Некоторое время Варенников смотрел на министра взглядом, каким врачи закрытых психиатрических клиник смотрят на безнадёжных пациентов. И, только «дойдя» до маршала: тот смутился и покраснел — Валентин Иванович смог усмехнуться.

— Ну, Вы даёте, Дмитрий Тимофеевич! «Как узнали»! Чего тут узнавать: секрет Полишинеля! На кого опираются заговорщики всех стран? Конечно же, на придворные части. То есть, на части, которые расположены в столичных гарнизонах и округах.

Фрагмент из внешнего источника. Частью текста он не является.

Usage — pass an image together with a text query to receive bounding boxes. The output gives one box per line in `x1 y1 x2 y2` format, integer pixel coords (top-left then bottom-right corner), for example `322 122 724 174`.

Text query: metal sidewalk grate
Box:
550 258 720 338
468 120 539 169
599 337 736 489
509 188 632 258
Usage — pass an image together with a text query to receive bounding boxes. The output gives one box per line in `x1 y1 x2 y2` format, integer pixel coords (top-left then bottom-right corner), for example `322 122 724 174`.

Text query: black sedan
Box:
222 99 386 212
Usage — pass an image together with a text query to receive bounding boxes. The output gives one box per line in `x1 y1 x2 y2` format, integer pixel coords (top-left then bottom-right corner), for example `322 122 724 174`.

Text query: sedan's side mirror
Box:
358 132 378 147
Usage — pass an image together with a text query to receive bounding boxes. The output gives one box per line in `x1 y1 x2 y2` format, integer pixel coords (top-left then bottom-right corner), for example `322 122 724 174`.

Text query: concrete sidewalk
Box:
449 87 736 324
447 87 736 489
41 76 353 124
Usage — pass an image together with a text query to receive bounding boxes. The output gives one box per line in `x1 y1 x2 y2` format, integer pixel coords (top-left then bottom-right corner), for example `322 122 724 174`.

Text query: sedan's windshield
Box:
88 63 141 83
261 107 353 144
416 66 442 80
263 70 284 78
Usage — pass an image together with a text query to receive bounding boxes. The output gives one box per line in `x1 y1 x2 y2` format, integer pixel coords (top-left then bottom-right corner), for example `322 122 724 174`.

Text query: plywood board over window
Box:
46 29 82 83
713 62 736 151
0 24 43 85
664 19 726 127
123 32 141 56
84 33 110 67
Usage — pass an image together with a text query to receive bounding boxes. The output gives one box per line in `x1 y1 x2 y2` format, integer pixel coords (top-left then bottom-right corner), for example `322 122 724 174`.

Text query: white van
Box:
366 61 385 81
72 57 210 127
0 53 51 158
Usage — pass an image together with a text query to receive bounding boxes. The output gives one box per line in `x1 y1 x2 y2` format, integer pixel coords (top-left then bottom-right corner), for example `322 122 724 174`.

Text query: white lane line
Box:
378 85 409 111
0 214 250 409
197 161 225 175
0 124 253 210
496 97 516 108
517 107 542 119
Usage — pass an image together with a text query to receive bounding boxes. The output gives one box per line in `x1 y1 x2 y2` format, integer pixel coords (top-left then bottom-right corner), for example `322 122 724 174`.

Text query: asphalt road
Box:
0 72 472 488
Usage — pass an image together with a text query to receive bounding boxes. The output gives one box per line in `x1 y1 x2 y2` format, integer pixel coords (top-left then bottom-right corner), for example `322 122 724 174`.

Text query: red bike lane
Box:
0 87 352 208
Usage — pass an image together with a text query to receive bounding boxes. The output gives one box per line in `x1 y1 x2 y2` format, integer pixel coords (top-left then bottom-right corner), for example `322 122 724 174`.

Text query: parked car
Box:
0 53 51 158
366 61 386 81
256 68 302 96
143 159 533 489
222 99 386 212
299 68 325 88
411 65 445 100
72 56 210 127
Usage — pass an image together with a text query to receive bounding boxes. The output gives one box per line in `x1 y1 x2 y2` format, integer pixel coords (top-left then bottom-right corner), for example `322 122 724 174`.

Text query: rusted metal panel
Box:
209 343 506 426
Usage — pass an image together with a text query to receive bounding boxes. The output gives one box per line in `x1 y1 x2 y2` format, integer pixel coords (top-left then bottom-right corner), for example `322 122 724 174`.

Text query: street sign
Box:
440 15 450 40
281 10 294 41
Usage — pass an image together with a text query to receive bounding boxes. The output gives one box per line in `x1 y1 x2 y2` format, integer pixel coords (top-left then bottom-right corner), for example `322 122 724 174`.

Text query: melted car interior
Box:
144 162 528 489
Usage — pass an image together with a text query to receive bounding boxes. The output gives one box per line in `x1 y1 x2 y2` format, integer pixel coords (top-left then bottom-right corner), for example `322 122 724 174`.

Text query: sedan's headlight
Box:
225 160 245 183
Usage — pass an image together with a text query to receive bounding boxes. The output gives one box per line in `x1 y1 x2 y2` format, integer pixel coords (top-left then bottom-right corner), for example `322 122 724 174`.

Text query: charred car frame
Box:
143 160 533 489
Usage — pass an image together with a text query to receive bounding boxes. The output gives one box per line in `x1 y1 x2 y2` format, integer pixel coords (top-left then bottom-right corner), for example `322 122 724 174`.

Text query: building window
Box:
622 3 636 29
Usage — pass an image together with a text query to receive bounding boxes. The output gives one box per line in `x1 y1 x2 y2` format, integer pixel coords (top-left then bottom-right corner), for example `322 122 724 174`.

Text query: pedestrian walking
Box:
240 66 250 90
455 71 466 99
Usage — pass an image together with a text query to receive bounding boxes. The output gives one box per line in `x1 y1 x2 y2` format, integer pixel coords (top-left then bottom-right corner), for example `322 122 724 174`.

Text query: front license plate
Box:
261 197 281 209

И «ежу понятно», что командующий, так или иначе, будет вовлечён в события!

— А почему ты их… ну…

Министр не нашёл нужных слов — и закончил фразу взглядом. Получилось неплохо: Варенников нахмурился — и вдруг неожиданно усмехнулся.

— Чему? — растерялся Язов, и даже нырнул взглядом в район гульфика: обычная реакция мужика.

— Да, вспомнил Шолохова, Дмитрий Тимофеевич. Вернее, одного из персонажей его романа «Они сражались за Родину», повара Лисиченко. «Нэ понадиявся я на тэбэ. Подумав, дрогнешь ты у важку хвылину». Перевод не требуется?

— С украинского — «или»? — слабо улыбнулся Язов.

— Рад, что мы поняли друг друга, — тоже слабо улыбнулся Варенников. — Хотя бы в этой части.

— Да, уж…

Маршал протяжно вздохнул — и опустил голову. Текст пошёл уже откуда-то снизу.

— Значит, ты находишь наше положение…

— Безнадёжным!

— И единственный выход: убедить ГКЧП отказаться от выступления?

— Да.

Язов уронил голову между колен, и молчал не меньше минуты. Наконец, он медленно, в три этапа, почти «фиксируясь на отсечках», вернул глаза на лицо Варенникова.

— Хорошо: я подумаю…

Глава девятнадцатая

« — Борис Николаевич, давай обойдёмся без лицемерных заявлений, типа «кто старое помянет — тому глаз вон».

От удивления Ельцин открыл рот: такого скоропалительного «взятия быка за рога» он Горбачёва никак не ожидал. А «Михал Сергеич», не моргнув глазом, продолжил «резать правду-матку».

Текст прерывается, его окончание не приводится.